Saturday, April 3, 2021

March Employment Augers Roaring 2020's

Popular Economics Weekly

It may be difficult for the naysayers that believe too much aid is going into social programs to find fault with the March unemployment report that added 916,000 new nonfarm payroll jobs. It looks like March economic data augers a recovery that may lead to a decade of robust growth in the overall economy.

Companies are already hiring en masse, in spite of a winter that froze Texas and the record floods and tornadoes that have devastated much of the south.

Almost all business sectors are hiring, including a huge jump in the U.S. ISM’s Manufacturing Index to a 38-year high of 64.7, which means some 65 percent of manufacturing businesses surveyed were expanding.

Much of the hiring has come because happy consumers with an additional $1400 checks in their pockets are dining out and traveling more, but also because the housing market is booming—prompting 110,000 new construction hires in March.

The 916,000 new payroll jobs are just the beginning of this hiring boom that must bring back 10 million jobs to return to pre-pandemic levels. That is why Biden’s $3 trillion infrastructure spending will be needed as well.

So thank goodness for the $5 trillion in recovery aid already raised by congress that is encouraging even restaurants and other leisure servicers to hire 280,000 new workers, Education and Health 101,000, and Government 136,000 workers that is just the beginning of what is needed to make this decade this into a roaring 2020's decade.

The official unemployment rate, meanwhile, slipped to 6 percent from 6.2 percent, the Labor Department said Friday. Yet the official rate doesn’t capture nearly 4 million people who lost their jobs last year and weren’t counted in the numbers because they left the labor force.

It is also why Consumer confidence surged in March to a one-year high as more Americans were vaccinated and states began to open up for business. The index of consumer confidence shot up to 109.7 this month from a revised 90.4 in February, the Conference Board said Tuesday.

Confidence may be rising because some 3 million vaccines now administered per day may have 70 percent of American adults vaccinated by July, say the experts.

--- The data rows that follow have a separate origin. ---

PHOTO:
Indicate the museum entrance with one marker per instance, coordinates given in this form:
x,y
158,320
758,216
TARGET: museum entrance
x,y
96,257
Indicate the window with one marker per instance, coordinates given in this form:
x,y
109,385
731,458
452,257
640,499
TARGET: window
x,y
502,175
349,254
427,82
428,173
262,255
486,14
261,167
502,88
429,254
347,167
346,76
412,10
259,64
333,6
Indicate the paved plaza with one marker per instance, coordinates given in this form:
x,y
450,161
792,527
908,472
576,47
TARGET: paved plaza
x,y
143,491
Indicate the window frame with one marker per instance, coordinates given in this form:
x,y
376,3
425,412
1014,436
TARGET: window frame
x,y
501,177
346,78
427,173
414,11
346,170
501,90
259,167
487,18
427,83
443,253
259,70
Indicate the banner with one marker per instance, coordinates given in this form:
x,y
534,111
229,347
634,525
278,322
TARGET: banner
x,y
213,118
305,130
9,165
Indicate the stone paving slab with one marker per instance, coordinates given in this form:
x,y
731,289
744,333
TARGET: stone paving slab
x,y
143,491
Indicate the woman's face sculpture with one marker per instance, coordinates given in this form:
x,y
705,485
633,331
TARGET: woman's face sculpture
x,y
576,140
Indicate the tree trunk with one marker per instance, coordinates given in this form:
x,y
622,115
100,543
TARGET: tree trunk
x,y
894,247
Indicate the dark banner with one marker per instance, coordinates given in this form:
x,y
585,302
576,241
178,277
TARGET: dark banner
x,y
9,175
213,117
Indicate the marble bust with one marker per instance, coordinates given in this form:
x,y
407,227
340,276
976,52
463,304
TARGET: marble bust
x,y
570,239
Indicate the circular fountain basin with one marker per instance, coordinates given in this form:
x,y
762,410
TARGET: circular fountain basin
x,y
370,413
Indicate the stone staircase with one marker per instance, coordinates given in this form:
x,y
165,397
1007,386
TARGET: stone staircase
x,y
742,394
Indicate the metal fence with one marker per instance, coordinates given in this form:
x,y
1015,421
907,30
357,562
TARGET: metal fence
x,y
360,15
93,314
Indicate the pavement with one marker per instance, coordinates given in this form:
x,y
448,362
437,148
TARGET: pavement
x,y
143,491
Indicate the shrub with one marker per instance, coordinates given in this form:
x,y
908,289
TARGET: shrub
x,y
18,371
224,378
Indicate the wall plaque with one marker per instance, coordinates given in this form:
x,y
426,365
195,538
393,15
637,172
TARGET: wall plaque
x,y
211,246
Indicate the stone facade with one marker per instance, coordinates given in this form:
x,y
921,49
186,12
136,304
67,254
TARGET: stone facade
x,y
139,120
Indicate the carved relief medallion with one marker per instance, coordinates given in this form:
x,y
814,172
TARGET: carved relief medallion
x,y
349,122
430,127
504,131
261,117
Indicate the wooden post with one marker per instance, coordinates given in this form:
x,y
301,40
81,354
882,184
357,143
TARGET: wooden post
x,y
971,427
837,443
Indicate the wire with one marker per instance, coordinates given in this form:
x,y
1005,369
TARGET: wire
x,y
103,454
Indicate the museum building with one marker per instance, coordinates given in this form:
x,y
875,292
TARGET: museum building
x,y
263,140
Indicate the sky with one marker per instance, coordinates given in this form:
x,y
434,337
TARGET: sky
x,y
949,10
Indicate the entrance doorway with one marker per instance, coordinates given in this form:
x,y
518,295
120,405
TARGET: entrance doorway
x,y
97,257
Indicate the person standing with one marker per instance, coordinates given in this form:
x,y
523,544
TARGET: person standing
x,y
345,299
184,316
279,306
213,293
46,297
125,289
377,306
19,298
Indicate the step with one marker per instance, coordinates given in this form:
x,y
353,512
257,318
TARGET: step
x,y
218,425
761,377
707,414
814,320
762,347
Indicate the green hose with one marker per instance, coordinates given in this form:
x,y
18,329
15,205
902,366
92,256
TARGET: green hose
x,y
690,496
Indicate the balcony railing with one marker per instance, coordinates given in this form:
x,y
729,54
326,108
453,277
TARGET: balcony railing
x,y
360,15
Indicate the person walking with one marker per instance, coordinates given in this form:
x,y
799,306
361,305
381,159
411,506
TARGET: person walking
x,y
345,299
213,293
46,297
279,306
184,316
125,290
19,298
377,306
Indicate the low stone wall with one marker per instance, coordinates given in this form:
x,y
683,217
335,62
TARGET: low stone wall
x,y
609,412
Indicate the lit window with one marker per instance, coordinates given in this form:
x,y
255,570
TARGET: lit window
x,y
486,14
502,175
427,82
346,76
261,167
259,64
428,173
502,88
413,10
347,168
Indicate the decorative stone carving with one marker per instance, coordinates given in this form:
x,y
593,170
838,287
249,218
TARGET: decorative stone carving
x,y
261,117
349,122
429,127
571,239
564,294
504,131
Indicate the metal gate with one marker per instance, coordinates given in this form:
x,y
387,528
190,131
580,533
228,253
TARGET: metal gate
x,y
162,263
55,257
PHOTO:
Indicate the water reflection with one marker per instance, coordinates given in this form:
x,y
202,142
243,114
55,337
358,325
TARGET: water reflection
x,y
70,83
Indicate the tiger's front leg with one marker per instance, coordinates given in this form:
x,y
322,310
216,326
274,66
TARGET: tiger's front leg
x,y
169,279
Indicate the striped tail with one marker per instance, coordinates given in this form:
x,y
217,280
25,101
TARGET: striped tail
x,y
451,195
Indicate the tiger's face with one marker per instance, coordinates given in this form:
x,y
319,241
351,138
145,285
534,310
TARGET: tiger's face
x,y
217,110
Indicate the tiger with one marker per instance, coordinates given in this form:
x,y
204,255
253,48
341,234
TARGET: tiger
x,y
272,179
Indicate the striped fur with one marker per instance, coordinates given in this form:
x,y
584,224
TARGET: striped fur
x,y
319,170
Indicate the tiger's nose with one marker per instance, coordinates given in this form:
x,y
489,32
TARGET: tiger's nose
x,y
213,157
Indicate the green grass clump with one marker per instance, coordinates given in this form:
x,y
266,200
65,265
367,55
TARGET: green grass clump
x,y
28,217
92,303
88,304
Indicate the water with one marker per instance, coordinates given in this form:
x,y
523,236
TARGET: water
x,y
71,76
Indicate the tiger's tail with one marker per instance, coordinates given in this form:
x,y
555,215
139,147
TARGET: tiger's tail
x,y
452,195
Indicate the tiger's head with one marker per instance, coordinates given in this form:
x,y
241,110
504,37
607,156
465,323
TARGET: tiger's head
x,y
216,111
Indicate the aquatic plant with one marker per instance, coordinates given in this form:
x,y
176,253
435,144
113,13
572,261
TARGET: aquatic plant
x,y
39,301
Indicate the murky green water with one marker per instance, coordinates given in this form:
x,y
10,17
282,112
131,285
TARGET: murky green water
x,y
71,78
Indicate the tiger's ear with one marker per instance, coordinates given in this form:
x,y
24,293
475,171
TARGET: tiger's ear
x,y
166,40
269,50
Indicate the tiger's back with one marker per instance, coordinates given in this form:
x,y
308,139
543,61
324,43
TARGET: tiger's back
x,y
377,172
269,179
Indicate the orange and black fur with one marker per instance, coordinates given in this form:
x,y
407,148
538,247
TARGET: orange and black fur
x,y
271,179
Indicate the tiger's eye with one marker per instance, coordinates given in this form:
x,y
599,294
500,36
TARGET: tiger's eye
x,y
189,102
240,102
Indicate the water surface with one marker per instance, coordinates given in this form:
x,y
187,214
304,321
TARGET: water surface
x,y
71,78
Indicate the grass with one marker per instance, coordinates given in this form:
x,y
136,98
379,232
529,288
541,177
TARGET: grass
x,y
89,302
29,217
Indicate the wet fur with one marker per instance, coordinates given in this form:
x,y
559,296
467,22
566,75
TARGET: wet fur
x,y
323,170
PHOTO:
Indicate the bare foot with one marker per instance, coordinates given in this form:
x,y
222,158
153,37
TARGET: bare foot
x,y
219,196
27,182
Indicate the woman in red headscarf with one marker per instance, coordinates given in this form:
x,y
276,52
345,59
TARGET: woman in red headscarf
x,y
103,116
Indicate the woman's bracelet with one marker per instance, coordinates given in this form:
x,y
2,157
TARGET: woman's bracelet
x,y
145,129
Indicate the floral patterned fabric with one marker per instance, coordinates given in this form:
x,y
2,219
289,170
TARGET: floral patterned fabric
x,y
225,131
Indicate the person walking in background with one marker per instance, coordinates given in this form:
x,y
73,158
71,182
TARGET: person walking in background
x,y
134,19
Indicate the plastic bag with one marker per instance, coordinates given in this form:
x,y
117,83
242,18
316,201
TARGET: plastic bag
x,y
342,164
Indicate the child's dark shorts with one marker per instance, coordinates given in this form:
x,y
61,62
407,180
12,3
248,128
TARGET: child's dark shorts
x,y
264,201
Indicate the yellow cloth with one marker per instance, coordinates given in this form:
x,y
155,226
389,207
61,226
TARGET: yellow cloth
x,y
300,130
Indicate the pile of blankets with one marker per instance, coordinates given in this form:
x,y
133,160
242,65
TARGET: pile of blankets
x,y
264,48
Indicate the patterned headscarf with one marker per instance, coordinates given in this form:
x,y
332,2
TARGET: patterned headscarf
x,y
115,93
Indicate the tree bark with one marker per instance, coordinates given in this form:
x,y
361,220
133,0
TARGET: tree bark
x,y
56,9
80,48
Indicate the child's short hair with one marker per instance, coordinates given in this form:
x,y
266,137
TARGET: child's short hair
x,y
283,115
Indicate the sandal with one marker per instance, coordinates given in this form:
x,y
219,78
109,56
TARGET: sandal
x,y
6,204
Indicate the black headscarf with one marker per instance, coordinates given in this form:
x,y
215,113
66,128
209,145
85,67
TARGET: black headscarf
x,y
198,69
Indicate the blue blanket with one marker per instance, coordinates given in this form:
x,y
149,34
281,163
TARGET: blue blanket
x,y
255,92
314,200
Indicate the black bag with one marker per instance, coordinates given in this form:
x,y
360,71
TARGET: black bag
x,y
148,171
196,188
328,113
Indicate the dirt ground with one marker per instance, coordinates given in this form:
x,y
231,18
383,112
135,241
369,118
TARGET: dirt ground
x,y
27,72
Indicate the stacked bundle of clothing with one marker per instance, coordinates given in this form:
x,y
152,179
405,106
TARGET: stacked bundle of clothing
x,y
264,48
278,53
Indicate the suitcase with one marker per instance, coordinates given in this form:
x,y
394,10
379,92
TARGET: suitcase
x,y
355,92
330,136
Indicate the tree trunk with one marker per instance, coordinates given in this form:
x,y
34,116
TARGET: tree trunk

But new variants of COVID-19 are beginning to pop up, which has epidemiologists worried because it’s causing a plateauing of the infection rates at an unacceptably high level, according to the CDC.

According to the CDC, 153.6 million doses have been administered. 21.7 percent of the population over 18 is fully vaccinated, and 38.4 percent of the population over 18 has had at least one dose (99.6 million people have had at least one dose).

Infection rates have plateaued because too many variants Of COVID-19 are popping up in some states. Winning the race between the spreading variants and administering enough vaccinations to stop their spread is the key to a robust recovery.

“I think a package that consists of investments in people, investments in infrastructure, will help to create good jobs in the American economy,” testified Treasury Secretary Janet Yellen in congressional hearings last week, “and changes in the tax structure will help to pay for those programs.”

Yellen and Fed Chair Jerome Powell said there was no problem with any inflationary bulges that might occur with so much spending because it was spending that would boost productivity as well as employment, generating even more growth.